I just had a simple question I was hoping somebody could answer.

I don’t care about that.

All I wanted to know was what the recursion thing meant. As if it was something special about functions.

Well I am happy to see new features in TiddlyWiki and I think it is good to be able to write wikitext script which are simpler to understand and easier to maintain.

The good point with TiddlyWiki is you can choose your own subset of core features and add your custom tools (Macros, Styles, Templates,…) to create favorite editions. Its always backward compatible, so you can simply ignore any new feature you may not like it.

So, I belive TiddlyWiki 5.3.0 is a very good step forward.


I only wanted to know what Mark meant about recursion.

It sounded like functions had something special over macros in regards to recursion.

I’m sorry you are replying to me with all of this info about functions when I’m not interested in any of it; all I was interested in was the very focused topic of “recursion” macros vs functions.

I was just saying that “powerful” here is not a subjective term, but something with a clear-cut objective definition.
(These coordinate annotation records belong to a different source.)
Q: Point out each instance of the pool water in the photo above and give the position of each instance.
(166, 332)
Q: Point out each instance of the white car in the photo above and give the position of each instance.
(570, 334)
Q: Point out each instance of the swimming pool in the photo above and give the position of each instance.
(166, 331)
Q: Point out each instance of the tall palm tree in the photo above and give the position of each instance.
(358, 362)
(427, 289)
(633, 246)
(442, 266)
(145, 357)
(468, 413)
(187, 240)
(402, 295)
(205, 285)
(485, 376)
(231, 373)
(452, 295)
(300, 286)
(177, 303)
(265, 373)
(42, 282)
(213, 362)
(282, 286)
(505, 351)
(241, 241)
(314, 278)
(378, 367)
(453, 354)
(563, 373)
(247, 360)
If system B has all the features of system A, but also some additional capabilities that A does not have, then it’s technically more powerful.

That it might also be more muddled, more difficult to learn, less useful to most users is a separate issue altogether. A system can be more powerful and totally unusable.

If 5.3.0 allows us to do thing with wikitext that we couldn’t do in earlier versions, then that by itself makes it more powerful. (Technically it makes the wikitext subsystem more powerful. TW as a whole is not likely to get more powerful, as you’ve always been able to descend to the JS layer, and that isn’t changing here.)

Programming language nerds use this distinction frequently. But I’m sorry I brought it up, as I don’t think it added much to the conversation.


As I said, I’m pretty sure that was just a weak joke, and you’re trying to get an explanation for something no one was seriously implying.